Jouni wrote: ↑Mon Aug 10, 2020 8:33 pm
After testing a lot of different nets my conclusion. SF NNUE is about 100 ELO better than SF11, but this is not visible in any "standard" testsuite I use! In same suites like Arasan SF NNUE is worse than handcrafted SF. 2 possible reasons : 1) testsuites are mostly useless and 2) SF NNUE is satisfied to find winning move even if it's not the best move?
How many games against which opponent- pool do you need to get your 100 Elo difference, Jouni?
Or do you (as at the moment is usus) simply take selfplay-Elo for granted?
Matches against SF 11 or against SF dev. before NNUE are to me somewhat like "advanced selfplay", isnt' it?

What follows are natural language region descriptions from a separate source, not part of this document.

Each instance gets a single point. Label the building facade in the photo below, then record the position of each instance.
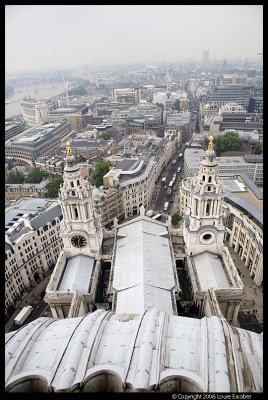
(42, 140)
(72, 288)
(16, 190)
(35, 112)
(126, 95)
(250, 164)
(32, 246)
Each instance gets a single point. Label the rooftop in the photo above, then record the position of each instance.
(143, 272)
(210, 271)
(77, 274)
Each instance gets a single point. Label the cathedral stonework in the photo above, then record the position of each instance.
(203, 227)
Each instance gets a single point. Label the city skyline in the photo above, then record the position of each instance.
(107, 35)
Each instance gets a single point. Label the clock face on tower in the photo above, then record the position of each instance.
(79, 241)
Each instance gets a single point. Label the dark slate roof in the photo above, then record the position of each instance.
(254, 158)
(18, 234)
(246, 206)
(7, 247)
(249, 183)
(46, 216)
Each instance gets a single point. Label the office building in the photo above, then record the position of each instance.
(32, 246)
(141, 344)
(250, 164)
(35, 112)
(40, 141)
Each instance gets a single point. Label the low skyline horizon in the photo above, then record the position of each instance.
(63, 36)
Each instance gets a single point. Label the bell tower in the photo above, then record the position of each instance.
(81, 226)
(203, 228)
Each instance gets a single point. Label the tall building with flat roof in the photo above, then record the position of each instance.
(205, 58)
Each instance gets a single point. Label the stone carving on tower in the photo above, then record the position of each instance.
(81, 229)
(203, 227)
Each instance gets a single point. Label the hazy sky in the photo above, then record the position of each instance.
(44, 37)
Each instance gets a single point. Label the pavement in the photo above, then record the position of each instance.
(28, 300)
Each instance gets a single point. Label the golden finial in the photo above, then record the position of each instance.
(68, 149)
(210, 145)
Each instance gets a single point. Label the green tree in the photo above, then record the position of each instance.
(175, 219)
(53, 187)
(176, 105)
(15, 177)
(101, 168)
(230, 141)
(35, 175)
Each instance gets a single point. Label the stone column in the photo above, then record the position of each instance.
(230, 311)
(235, 313)
(59, 312)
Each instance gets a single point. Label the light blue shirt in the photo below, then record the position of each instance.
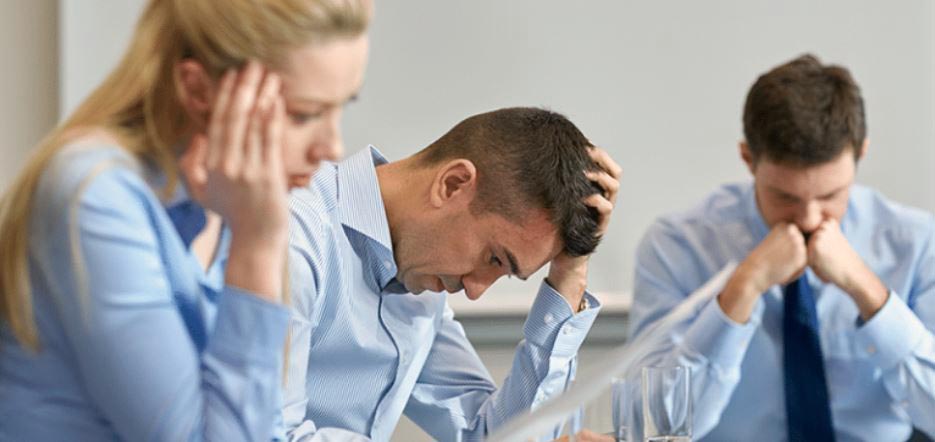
(137, 342)
(881, 374)
(363, 351)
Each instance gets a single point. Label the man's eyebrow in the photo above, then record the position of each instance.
(782, 193)
(514, 267)
(833, 192)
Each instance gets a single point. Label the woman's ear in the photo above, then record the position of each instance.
(195, 90)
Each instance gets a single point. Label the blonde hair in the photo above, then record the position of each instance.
(138, 102)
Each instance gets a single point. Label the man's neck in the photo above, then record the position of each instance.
(399, 183)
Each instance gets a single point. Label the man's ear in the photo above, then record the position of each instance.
(747, 156)
(454, 182)
(195, 90)
(863, 150)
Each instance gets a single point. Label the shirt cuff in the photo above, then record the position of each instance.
(719, 339)
(248, 328)
(891, 334)
(551, 324)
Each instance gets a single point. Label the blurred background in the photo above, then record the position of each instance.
(659, 84)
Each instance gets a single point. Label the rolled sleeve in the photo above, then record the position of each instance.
(719, 339)
(551, 324)
(890, 336)
(248, 328)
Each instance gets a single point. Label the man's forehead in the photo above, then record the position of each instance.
(531, 244)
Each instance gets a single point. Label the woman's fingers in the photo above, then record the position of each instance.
(215, 130)
(237, 118)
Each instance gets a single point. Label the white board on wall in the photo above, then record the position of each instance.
(659, 84)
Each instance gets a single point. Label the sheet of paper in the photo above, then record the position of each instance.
(592, 381)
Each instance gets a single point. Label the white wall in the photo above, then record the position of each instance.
(28, 79)
(660, 84)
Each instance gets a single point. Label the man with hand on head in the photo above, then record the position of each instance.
(825, 329)
(374, 246)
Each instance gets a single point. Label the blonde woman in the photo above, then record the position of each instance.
(143, 244)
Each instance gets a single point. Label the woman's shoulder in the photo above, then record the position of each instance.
(96, 171)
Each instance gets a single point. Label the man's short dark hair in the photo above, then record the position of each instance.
(804, 113)
(527, 158)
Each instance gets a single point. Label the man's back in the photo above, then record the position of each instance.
(739, 377)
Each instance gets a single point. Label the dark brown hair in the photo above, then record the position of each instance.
(804, 113)
(527, 158)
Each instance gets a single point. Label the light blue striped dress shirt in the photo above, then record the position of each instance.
(363, 351)
(881, 374)
(145, 346)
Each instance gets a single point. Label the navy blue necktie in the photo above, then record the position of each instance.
(808, 410)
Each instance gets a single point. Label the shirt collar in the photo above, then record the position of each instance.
(363, 215)
(187, 216)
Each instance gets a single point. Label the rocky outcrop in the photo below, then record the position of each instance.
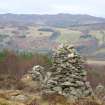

You can combine several test suites, if a single one isn't enough statistical significance for you, like e.g Ferdinand Mosca does:
http://talkchess.com/forum3/viewtopic.p ... 57#p854457
Add HTC, Eret and maybe STS too, I guess you'll still be faster in expressing statistical signifikant differences then in ordinary rating- list- Elo with standard hardware- TC, openings and a mixed pool of opponents, of course including some LC0- like engines too.
Error is always to see necessity to convert differences in test suites to "standard" Elo, whatever this term might mean nowadays. Who compares Elo of human players to Eng-Eng-Elo or to corr.- chess Elo?
Are you sure you can reproduce and compare your 100 Elo at TCEC? With an error- bar smaller than the performance- difference? Or come into an confidence- interval of 95% to any standard rating- list- Elo with your estimated 100?
Testsuite- differences are measurements of their own like selfplay- Elo or TCEC- Elo or rating- list- Elo are. One thing is true for all of these measurements: playing strength is always position- dependent, Eng-Eng- Matches are nothing else but played out testsuites neither, testsuites of (opening- ) test positions as well as other testsuites.
If you let play out from very short openings (of some reason for normal chess) or the starting position itself bookless, draw- death of modern computerchess will kill your 100 Elo from any hardware- TC of modern hardware and let's say 30'+5" upwards even at advanced selfplay, so what?